Protecting Life from Chemical Abortions Act

Introduced: Feb 24, 2025
Standard Summary
Comprehensive overview in 1-2 paragraphs

The Protecting Life from Chemical Abortions Act would (1) bar the Secretary of Health and Human Services from using or declaring a federal public health emergency related to abortion, and would terminate any such emergency already in effect, and (2) impose new restrictions on abortion drugs under the FDA’s risk evaluation and mitigation strategy (REMS) for these drugs. Specifically, it requires in-person dispensing of abortion drugs by certified health care providers, prohibits the Department from easing REMS protections, and ties any loosening of protections to a mandatory state data submission to CDC’s abortion surveillance system using a standardized data worksheet with defined variables. The bill also creates detailed definitions of key terms (abortion, abortion drug, certified health care provider, unborn child) and sets forth the data collection variables to be used in reporting.
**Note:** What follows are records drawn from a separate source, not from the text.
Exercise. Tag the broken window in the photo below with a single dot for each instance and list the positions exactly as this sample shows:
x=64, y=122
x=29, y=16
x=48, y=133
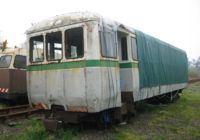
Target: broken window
x=54, y=46
x=134, y=48
x=37, y=49
x=108, y=43
x=20, y=62
x=74, y=43
x=124, y=48
x=5, y=61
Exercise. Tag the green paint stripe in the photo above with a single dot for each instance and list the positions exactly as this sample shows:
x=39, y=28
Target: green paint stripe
x=74, y=64
x=81, y=64
x=129, y=65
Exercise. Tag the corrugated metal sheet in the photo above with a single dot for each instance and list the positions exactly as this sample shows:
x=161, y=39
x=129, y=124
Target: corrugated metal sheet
x=159, y=62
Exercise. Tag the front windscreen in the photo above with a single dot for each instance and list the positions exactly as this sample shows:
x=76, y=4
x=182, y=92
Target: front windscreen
x=5, y=61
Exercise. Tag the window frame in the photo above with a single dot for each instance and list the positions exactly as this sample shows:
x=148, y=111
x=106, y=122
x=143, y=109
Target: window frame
x=9, y=63
x=46, y=46
x=15, y=59
x=101, y=50
x=31, y=48
x=65, y=42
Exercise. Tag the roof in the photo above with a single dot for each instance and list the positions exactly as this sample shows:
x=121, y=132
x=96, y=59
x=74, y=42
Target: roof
x=63, y=20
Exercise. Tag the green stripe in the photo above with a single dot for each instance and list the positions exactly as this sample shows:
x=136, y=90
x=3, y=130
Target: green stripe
x=81, y=64
x=74, y=64
x=129, y=65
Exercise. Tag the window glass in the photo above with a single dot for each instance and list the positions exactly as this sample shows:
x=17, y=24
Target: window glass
x=74, y=45
x=124, y=48
x=5, y=61
x=20, y=62
x=134, y=48
x=37, y=49
x=108, y=43
x=54, y=46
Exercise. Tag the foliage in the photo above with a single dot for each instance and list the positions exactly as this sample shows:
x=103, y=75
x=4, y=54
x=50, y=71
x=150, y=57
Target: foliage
x=4, y=45
x=194, y=68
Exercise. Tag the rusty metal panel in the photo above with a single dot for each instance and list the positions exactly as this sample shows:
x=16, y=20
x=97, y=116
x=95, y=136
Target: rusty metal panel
x=14, y=80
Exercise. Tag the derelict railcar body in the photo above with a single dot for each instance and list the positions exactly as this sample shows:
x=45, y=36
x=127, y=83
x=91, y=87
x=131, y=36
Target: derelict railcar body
x=89, y=64
x=13, y=74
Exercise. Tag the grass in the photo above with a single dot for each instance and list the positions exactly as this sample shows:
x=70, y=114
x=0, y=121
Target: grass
x=174, y=121
x=178, y=120
x=36, y=131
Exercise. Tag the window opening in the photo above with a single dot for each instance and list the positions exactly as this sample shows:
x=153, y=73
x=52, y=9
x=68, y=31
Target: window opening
x=20, y=62
x=124, y=48
x=108, y=43
x=54, y=46
x=74, y=43
x=37, y=49
x=5, y=61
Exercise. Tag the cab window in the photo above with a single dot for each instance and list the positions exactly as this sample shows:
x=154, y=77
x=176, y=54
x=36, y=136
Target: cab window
x=74, y=44
x=37, y=49
x=54, y=46
x=108, y=43
x=20, y=62
x=5, y=61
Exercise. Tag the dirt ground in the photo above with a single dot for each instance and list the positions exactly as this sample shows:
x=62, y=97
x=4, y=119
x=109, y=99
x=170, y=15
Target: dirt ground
x=178, y=120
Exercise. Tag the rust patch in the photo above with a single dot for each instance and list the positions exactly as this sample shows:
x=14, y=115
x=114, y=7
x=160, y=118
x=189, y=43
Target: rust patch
x=77, y=108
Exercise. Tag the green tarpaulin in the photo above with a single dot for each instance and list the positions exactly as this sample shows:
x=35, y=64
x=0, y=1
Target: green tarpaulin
x=159, y=62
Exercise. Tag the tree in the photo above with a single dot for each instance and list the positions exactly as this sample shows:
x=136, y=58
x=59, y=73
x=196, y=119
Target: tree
x=5, y=45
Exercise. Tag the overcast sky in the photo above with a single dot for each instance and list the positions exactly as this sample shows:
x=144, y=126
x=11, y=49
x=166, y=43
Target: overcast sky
x=174, y=21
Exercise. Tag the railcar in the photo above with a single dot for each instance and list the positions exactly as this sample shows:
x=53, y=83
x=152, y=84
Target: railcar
x=92, y=66
x=13, y=75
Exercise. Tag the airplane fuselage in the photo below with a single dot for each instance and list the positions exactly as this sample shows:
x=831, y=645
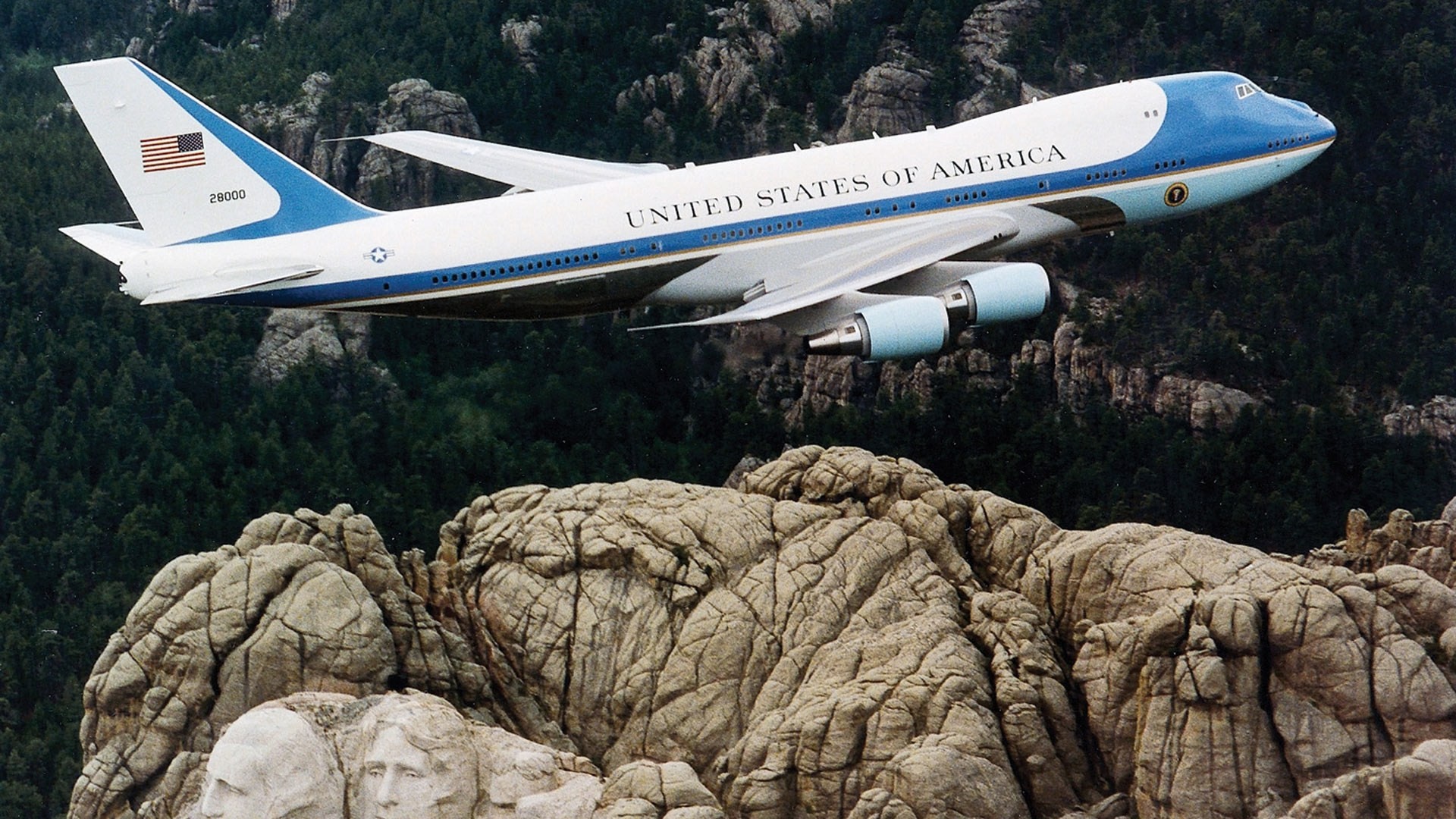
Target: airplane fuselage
x=1085, y=162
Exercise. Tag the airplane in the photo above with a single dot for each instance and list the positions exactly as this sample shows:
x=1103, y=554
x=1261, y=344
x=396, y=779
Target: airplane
x=883, y=248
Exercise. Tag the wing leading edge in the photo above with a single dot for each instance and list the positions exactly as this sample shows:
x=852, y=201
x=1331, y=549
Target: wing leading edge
x=525, y=168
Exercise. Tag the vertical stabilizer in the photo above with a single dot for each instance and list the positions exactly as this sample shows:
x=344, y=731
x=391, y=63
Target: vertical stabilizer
x=187, y=172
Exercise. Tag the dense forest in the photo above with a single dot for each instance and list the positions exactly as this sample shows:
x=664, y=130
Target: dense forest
x=128, y=436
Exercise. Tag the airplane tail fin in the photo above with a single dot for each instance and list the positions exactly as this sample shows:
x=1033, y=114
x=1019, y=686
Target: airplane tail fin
x=188, y=174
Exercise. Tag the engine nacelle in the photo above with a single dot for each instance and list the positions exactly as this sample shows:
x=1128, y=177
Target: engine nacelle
x=1003, y=293
x=924, y=325
x=903, y=328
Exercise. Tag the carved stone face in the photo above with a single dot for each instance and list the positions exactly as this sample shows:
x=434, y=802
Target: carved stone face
x=271, y=765
x=402, y=781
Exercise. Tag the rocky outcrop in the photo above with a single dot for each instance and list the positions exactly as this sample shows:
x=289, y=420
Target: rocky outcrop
x=839, y=635
x=278, y=9
x=984, y=38
x=1435, y=419
x=306, y=131
x=1427, y=545
x=296, y=337
x=887, y=99
x=1081, y=373
x=389, y=178
x=520, y=36
x=309, y=129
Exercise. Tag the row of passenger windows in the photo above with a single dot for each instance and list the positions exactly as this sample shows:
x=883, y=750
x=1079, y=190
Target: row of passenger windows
x=1289, y=140
x=510, y=268
x=893, y=209
x=758, y=231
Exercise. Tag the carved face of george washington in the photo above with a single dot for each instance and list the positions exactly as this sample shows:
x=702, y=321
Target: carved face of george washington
x=270, y=764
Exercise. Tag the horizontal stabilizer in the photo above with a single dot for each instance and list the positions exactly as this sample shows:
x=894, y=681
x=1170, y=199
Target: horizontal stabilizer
x=519, y=167
x=111, y=242
x=228, y=281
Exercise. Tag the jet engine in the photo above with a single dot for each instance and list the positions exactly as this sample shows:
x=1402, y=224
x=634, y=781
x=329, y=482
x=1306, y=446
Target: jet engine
x=909, y=327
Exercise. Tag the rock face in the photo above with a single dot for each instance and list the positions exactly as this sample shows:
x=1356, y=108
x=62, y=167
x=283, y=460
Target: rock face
x=294, y=337
x=839, y=635
x=303, y=131
x=1081, y=373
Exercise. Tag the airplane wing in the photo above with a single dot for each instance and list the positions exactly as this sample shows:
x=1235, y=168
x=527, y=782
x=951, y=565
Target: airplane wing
x=525, y=168
x=228, y=281
x=868, y=262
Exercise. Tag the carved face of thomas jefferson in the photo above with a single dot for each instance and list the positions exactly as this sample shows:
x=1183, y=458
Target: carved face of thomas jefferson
x=421, y=765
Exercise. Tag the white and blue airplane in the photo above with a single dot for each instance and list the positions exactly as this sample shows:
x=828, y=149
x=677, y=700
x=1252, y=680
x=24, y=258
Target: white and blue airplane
x=881, y=248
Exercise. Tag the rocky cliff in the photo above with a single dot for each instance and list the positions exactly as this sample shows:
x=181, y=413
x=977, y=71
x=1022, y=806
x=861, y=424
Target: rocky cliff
x=837, y=635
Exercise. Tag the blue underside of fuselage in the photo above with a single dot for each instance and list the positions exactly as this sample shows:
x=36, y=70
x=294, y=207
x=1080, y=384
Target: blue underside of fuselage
x=1204, y=127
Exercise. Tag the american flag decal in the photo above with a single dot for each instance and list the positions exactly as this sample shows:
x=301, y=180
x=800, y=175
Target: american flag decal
x=169, y=153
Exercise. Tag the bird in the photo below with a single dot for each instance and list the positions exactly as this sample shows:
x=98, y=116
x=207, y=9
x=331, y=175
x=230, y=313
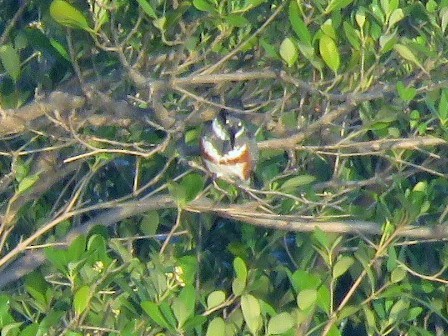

In short, the bill would roll back federal public health emergency authority related to abortion and impose stricter controls and data requirements on abortion-drug use.

Key Points

  • 1Prohibition of federal public health emergency related to abortion: The Secretary may not use or declare a public health emergency under the Public Health Service Act with respect to abortion, and any such current declaration would be terminated upon enactment.
  • 2In-person dispensing requirement for abortion drugs: The bill requires that abortion drugs be dispensed only in clinics, medical offices, or hospitals by or under the supervision of a certified health care provider, reversing any previous allowance for dispensing outside in-person settings.
  • 3Prohibition on relaxing REMS protections: The Secretary and other HHS officials may not exercise enforcement discretion to weaken any requirement under the abortion-drug REMS, and must reinstate the in-person dispensing requirement on enactment.
  • 4State data submission before relaxing protections: The bill bars reducing REMS protections unless every state submits aggregated abortion data to the CDC abortion surveillance system using a standardized worksheet with specified variables.
  • 5Mandatory data variables and definitions: It sets a list of required data points (e.g., maternal age, gestational age, race/ethnicity, abortion method, prior pregnancies, residence, whether the child survived, congenital anomalies) and defines key terms (abortion, abortion drug, certified health care provider, unborn child) with specific criteria and qualifications for providers.

Impact Areas

Primary group/area affected: Individuals seeking abortions (patients) may experience reduced access to abortion drugs, particularly where in-person dispensing is limited or where providers are scarce; health care providers and clinics that perform abortions would face new certification and dispensing requirements and must adhere to stricter REMS controls.Secondary group/area affected: Federal and state health agencies (HHS, FDA, CDC) would implement and enforce the REMS restrictions, in-person dispensing rules, and the new data-collection requirements; states would be involved in collecting and submitting standardized abortion data to the CDC.Additional impacts: The act could affect telemedicine abortion practices and access in rural or underserved areas, potentially increasing travel and wait times for patients. It also formalizes a definitional framework around abortion and unborn life that could influence ongoing policy debates and litigation. The data-collection requirements would impose additional reporting burdens on states and health systems.